One might think that this story, director Michael Winterbottom's first project after The Road to Guantanamo, would be used to make a political point (at least, I did), and one would be mostly wrong in thinking that. First, A Mighty Heart is a love story, showing in copious flashbacks the nature of Mariane and Danny's life together and focusing in the present on her suffering as she waits for days and weeks to learn if her husband is alive. Second, it is a police procedural, and a very taut one indeed, pushing forward with the Pakistani anti-terrorist chief known just as the Captain (Irfan Khan) as he becomes ever more torn about by the strain of his investigation. Third, and a rather distant third at that, it's about the torturous relationship between the Islamic world and the West, and the international implications of this one murder.

I'm not even so sure that I would argue that this film falls into the rather dubious path of using one personal tragedy to dramatise the crumbling of society around it. It rather seems like the film uses personal tragedy as personal tragedy, taking place within a chaotic world, and caused by it; but the director's bona fides notwithstanding, what's interesting about A Mighty Heart is not the political arena, but the individual human beings inside it.

Obviously, the primary human being in question is Mariane Pearl, and the woman playing her has come under quite as much scrutiny as any celebrity playing a real-life character in a prestige picture ever has, for no real reason. The easiest way to deflect that is by noting that Ms. Pearl was asked by the producers (one of whom was coincidentally Brad Pitt - and yes, I do think it was a coincidence) to name the actress that she most wanted to play herself in all the world, and given that freedom, she did what most of us would do: name someone incredibly famous and beautiful.

More importantly, Jolie is fantastic in the role, easily her career-best performance.
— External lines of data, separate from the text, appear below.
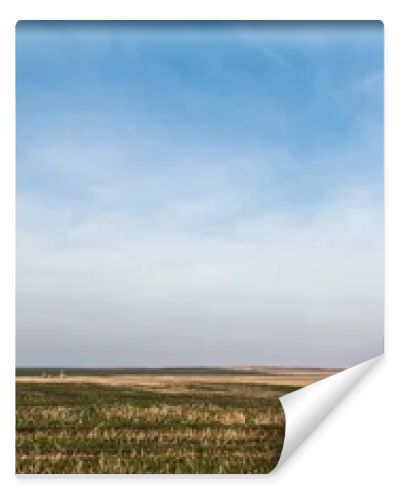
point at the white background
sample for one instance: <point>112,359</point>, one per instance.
<point>355,452</point>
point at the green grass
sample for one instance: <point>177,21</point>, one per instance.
<point>200,428</point>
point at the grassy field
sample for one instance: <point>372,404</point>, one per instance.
<point>149,423</point>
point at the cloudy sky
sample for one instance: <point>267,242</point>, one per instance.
<point>199,194</point>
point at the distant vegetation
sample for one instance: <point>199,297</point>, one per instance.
<point>180,426</point>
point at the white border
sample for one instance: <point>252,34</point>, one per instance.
<point>354,453</point>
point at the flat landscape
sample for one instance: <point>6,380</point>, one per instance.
<point>206,420</point>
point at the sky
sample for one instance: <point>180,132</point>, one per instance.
<point>203,193</point>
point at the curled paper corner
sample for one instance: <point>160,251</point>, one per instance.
<point>308,407</point>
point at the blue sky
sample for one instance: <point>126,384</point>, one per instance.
<point>157,160</point>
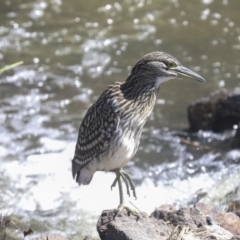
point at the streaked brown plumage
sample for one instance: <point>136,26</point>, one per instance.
<point>110,132</point>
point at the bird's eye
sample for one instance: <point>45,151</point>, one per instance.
<point>171,64</point>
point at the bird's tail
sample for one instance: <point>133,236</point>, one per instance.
<point>80,173</point>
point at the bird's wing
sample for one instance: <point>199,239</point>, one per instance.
<point>96,130</point>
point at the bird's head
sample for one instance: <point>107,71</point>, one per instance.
<point>158,67</point>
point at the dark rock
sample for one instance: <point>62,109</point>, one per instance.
<point>166,222</point>
<point>125,227</point>
<point>51,237</point>
<point>218,112</point>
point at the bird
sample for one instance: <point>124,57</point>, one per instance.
<point>109,134</point>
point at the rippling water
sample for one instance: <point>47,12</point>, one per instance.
<point>71,52</point>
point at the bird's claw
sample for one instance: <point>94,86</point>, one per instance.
<point>130,210</point>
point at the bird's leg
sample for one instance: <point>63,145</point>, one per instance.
<point>120,175</point>
<point>122,204</point>
<point>127,180</point>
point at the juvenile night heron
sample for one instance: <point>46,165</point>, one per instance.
<point>110,132</point>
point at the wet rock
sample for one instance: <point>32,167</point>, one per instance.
<point>217,112</point>
<point>166,222</point>
<point>125,227</point>
<point>51,237</point>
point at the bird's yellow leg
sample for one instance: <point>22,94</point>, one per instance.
<point>122,204</point>
<point>127,180</point>
<point>120,175</point>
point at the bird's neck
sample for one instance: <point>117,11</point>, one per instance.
<point>142,97</point>
<point>140,91</point>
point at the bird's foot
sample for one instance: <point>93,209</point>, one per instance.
<point>127,180</point>
<point>130,210</point>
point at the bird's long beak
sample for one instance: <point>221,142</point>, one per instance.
<point>181,70</point>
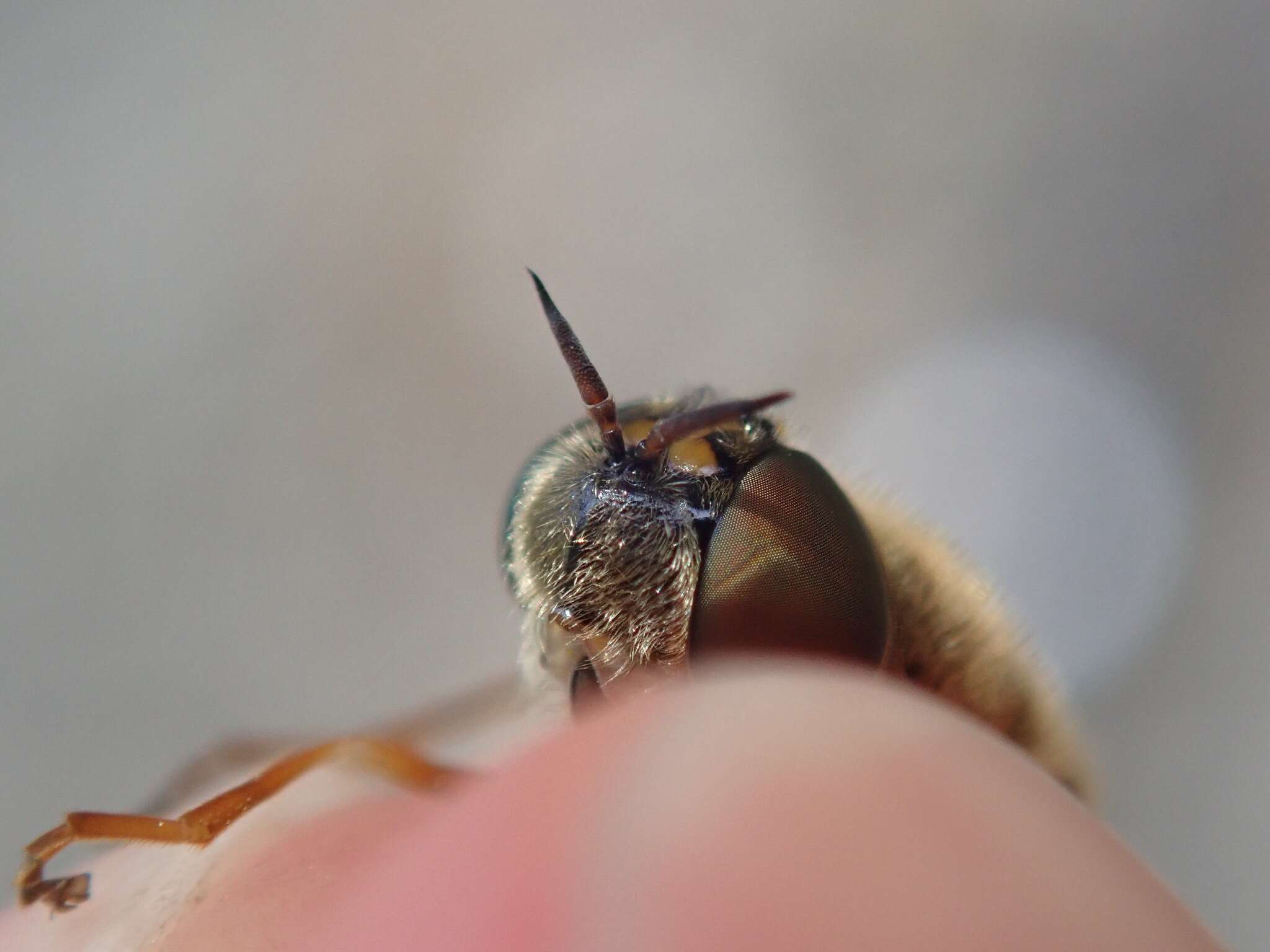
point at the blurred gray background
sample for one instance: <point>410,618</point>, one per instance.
<point>270,358</point>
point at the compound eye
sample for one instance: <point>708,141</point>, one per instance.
<point>790,568</point>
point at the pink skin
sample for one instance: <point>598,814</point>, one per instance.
<point>807,809</point>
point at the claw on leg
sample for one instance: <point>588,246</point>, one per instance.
<point>206,822</point>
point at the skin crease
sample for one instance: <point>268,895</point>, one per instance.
<point>809,808</point>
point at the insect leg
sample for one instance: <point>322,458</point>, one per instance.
<point>206,822</point>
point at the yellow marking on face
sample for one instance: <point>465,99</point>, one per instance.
<point>693,454</point>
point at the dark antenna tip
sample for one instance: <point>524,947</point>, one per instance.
<point>591,386</point>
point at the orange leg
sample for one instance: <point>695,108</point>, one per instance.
<point>206,822</point>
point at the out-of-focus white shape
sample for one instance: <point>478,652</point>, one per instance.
<point>1050,464</point>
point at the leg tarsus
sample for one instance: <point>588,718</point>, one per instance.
<point>202,824</point>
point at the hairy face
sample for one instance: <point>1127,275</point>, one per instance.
<point>606,557</point>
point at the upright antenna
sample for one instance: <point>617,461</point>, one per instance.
<point>593,391</point>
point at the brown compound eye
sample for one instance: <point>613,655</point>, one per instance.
<point>790,568</point>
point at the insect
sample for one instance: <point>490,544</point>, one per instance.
<point>652,536</point>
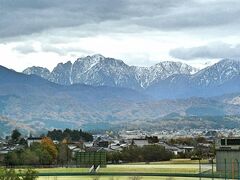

I find that I am not quite "alone," but certainly not in any sort of majority for finding that I was able to forget that the most famous women in modern civilisation was onscreen, but there you have it. Her big showstopping Oscarbait moment, learning about Danny's death, is of course very BIG, but not really at all sentimentally exploitative as you might fear; Jolie's cries of pain are the sort of giant emotion that work despite seeming clichéd, largely because of the extraordinary black depths that they rise screaming from (I don't know where Jolie had to go for that moment, but it was not a happy place). But that's not what I find myself thinking of anyway; I remember the little moments scattered all through the film where Mariane is simply waiting and worrying and clutching her unborn baby.

Let me end by saying how brilliant I found the editing in A Mighty Heart. Peter Chistelis has worked on several of Winterbottom's in some capacity or another, and if any director can be noted for the consistently high quality of the editing in his films, that's the one. In this particular case, it's a driving rhythm of editing established from the very first cut in the credits before the film even begins. Of course, I wasn't watching the film with a stopwatch, but my impression, based on all of the times I remembered to look for it, is that the film proceeds with a very steady pattern of cuts every few seconds (3.5? 4? I said I didn't have a stopwatch) that keeps the tension literally pulsating throughout. The immediate and best comparison to make is to a human heartbeat, constantly throbbing with anxiety, and it can hardly be a coincidence that all of the long shots, the ones that let us sit back and breathe, come during narrative moments of relative tranquility.

One giant caveat: the last ten or fifteen minutes of the film descend into all of the hagiographic sentimentality that the film had done so very, very well at avoiding 'til that point. Ah well, can't have everything.